Bijna iedere nacht bleef hij op de werf als vrijwillige luftshuts, dan kreeg hij 's avonds een paar broodjes en een kop koffie gratis. Voor het vaderland moet ge iets doen, vond hij. Het was geen zwaar werk op de Heemskerk en nog gezellig ook, de omstandigheden in acht genomen, we hadden veel tijd om te kletsen met de mannen, we hielden elkaar op de hoogte van het gebeuren aan het front, het leek wel of we op de hoogte waren, maar er werd veel flauwe kul en onzin verteld natuurlijk. Ik had een nieuwe voorraad lampen gehaald bij Kern, toen ik terug bij onze kruiser kwam was men bezig een ijzeren plaat, ik schatte ze drie bij vijf meter, met een kraan in het schip te laten zakken, dat moest een nieuw schot worden in het ruim.
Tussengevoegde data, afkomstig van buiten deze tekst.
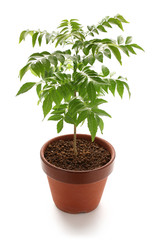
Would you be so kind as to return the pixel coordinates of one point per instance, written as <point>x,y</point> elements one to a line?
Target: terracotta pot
<point>77,191</point>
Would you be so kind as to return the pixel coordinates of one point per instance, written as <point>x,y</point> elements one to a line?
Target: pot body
<point>77,191</point>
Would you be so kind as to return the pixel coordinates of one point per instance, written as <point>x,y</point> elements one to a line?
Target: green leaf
<point>116,22</point>
<point>128,40</point>
<point>127,87</point>
<point>46,64</point>
<point>86,51</point>
<point>130,49</point>
<point>136,46</point>
<point>60,126</point>
<point>91,91</point>
<point>47,104</point>
<point>112,86</point>
<point>100,112</point>
<point>91,59</point>
<point>120,39</point>
<point>34,38</point>
<point>69,119</point>
<point>40,39</point>
<point>22,36</point>
<point>37,68</point>
<point>92,125</point>
<point>120,88</point>
<point>124,49</point>
<point>53,60</point>
<point>105,70</point>
<point>55,117</point>
<point>75,105</point>
<point>23,71</point>
<point>97,102</point>
<point>57,96</point>
<point>58,111</point>
<point>82,116</point>
<point>61,58</point>
<point>38,89</point>
<point>121,18</point>
<point>116,53</point>
<point>25,87</point>
<point>47,38</point>
<point>101,28</point>
<point>107,53</point>
<point>99,57</point>
<point>100,123</point>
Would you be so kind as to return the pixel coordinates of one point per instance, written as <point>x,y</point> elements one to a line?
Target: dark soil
<point>90,155</point>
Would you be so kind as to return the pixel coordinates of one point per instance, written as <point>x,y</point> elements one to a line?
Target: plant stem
<point>74,139</point>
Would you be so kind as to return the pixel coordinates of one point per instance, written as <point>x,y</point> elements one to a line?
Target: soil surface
<point>90,155</point>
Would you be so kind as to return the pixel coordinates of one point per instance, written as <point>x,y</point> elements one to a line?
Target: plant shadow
<point>82,221</point>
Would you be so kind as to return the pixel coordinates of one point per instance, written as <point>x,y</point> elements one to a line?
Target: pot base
<point>76,198</point>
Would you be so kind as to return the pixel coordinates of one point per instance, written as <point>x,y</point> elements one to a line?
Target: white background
<point>129,208</point>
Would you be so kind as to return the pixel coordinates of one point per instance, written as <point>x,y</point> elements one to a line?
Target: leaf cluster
<point>68,86</point>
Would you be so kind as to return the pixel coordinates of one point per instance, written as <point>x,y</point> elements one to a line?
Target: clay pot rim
<point>111,150</point>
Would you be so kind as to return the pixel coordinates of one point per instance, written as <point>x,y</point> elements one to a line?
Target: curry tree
<point>68,86</point>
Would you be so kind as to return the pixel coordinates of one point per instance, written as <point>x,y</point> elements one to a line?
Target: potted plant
<point>71,90</point>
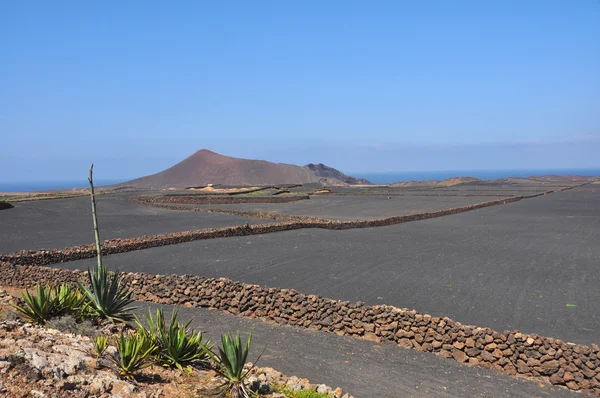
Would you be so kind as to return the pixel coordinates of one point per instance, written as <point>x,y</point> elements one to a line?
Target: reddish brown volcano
<point>207,167</point>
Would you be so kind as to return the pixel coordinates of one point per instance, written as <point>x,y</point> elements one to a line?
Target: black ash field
<point>532,265</point>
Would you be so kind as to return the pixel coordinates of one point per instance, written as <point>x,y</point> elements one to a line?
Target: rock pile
<point>42,362</point>
<point>114,246</point>
<point>214,200</point>
<point>574,366</point>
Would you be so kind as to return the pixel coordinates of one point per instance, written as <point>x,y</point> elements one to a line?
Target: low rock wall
<point>572,365</point>
<point>216,200</point>
<point>289,222</point>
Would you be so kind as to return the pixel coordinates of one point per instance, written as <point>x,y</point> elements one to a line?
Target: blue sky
<point>137,86</point>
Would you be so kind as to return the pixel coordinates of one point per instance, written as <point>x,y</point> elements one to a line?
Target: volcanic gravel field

Op het dek stond een Frits die met tekens de kraanman toonde wat er moest gebeuren. De plaat zakte juist boven de voedingskabel, die van de wal naar de zekeringskast ging. Ik floot naar de dekman en wees hem het gevaar, die haalde zijn schouder op en deed de kraanman teken de vracht verder te laten zakken. Ik maakte dat ik weg kwam en van op een afstand, zag ik de leiding hoe langer hoe meer naar beneden gedrukt worden, de kabel spande als een snaar.
Het onvermijdelijke kon niet uitblijven, zo zag ik een steekvlam de hoogte inschieten die de plaat bijna doorsneed, ze was in ieder geval niet meer te gebruiken. Natuurlijk heel de Heemskerk zonder stroom en er werd in koor geroepen op de elektriekers, het was een hele karwei om de kabel te vervangen. Ik weet niet of we het hadden klaar gekregen zonder de hulp die de voorman ons stuurde. Wat me verwonderde, was dat de dekman zowel als de kraanfuhrer Duitsers waren, ik dacht toen ook... sabotage?
Tot aan het verlof dat ik kreeg op 8/3/'43 werkte ik op de Heemskerk, en daarna van de 5e juli tot aan de grote aanval op Hamburg die begon de 25e van dezelfde maand.